Beyond the Illusion: A Pragmatic Look at the Reality of Artificial Intelligence

Despite the hype, GenAI is a multi-billion dollar bet on a technology vendors can't own or control, requiring urgent regulation.

The conversation around artificial intelligence (AI) has reached a fever pitch, filled with narratives of emergent consciousness and limitless capability. While the technology is undoubtedly transformative, it is essential to ground our understanding in its technical and economic realities, rather than in the science-fiction imagery it often evokes. With a background in this field that predates the first dotcom bubble, I have observed its evolution from computational linguistics to the generative AI (GenAI) we see today. Based on this long-term analysis, I would like to offer a counter-opinion to the prevailing hype and urge a collective rethink of what we truly mean when we say ‘AI’.

The Acceleration: Not a Breakthrough, But a Multi-Billion Dollar Gamble

For more than two decades, I’ve tracked the trajectory of what we now call GenAI. This was in part a result of my formal future of work research with IBRS, and in part due to my periodic work with Dion Wiggins, a former business partner who set up an AI firm specialising in Machine Language Translation (MLT) more than 20 years ago.

Based on a purely economic analysis of advancements in chips and algorithms, we produced a workplace of the future prediction in 2014, predicting that cognitive computing (what we now call GenAI) would emerge as the next big thing in late 2024. It arrived approximately 18 months ahead of our schedule.

Original IBRS Digital Workplace Predictions (2014)
Original IBRS Digital Workplace Predictions (2014)

The early explosion of GenAI was not due to an unforeseen leap in innovation.

When we examined what had changed, the answer was purely financial: a very large company had injected ten billion, and then another hundred billion, into the AI ecosystem.

This was an explicit attempt to acquire a monopoly or near-monopoly position in an emerging market. It was a brute-force acceleration driven by capital, rather than a sudden scientific epiphany or an urgent need. However, we analysed this strategy at the time and concluded that it would probably not be successful. The reason for this lies in the very nature of the technology itself.

The Vendor’s Dilemma: You Cannot Own Mathematics

The ambition to create an unassailable market position is fundamentally undermined by a simple truth: the core of these systems is open-source and mathematics. The transformer models and neural nets that power GenAI are algorithms at their heart. You cannot copyright mathematics. You cannot place an intellectual property hold on it.

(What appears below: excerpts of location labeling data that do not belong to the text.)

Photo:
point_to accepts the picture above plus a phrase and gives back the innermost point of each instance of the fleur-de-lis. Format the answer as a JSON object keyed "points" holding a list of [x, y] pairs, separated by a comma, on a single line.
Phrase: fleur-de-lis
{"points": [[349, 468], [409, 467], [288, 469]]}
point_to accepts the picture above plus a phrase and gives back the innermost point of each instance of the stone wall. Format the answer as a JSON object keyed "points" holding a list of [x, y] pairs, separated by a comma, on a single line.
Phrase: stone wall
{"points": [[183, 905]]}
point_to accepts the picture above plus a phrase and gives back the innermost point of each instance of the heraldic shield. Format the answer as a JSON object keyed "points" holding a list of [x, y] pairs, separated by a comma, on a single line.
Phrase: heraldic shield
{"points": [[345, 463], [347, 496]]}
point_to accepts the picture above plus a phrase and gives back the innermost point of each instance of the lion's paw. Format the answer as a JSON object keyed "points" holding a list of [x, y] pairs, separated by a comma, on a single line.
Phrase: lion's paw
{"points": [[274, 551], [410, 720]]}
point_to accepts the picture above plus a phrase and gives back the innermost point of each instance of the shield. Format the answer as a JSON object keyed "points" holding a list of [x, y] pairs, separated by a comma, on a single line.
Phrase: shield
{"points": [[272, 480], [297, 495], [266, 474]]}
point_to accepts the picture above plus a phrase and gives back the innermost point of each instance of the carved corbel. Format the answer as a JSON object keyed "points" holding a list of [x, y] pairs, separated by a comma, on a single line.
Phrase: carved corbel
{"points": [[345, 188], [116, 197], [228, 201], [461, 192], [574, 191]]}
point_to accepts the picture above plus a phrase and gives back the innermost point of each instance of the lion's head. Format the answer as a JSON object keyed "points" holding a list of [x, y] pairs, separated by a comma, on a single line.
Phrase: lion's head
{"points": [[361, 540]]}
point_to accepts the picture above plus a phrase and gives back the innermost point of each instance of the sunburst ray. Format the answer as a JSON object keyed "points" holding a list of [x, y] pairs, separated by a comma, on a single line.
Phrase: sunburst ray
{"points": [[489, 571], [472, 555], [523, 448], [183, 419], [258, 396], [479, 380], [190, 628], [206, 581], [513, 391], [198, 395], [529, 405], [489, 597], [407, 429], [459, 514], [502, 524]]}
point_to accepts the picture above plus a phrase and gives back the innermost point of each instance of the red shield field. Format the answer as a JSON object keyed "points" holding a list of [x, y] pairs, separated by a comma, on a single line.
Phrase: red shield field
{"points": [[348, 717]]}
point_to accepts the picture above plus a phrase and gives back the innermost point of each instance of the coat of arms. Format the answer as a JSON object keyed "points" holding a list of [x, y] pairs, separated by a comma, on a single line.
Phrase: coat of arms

While a company can try to keep its specific implementation a secret, the foundational principles are accessible to all.

This creates a significant, perhaps insurmountable, challenge for any organisation hoping to establish a lasting monopoly. The primary differentiator, for a time, has been the sheer volume of data – the corpus – used to train the models.

Deconstructing ‘Intelligence’: Manipulation and The Need for Regulation

This brings us to the most critical misunderstanding. We must stop anthropomorphising AI, because there is no intelligence in GenAI. It cannot predict, and it has no personality, despite its convincing façade.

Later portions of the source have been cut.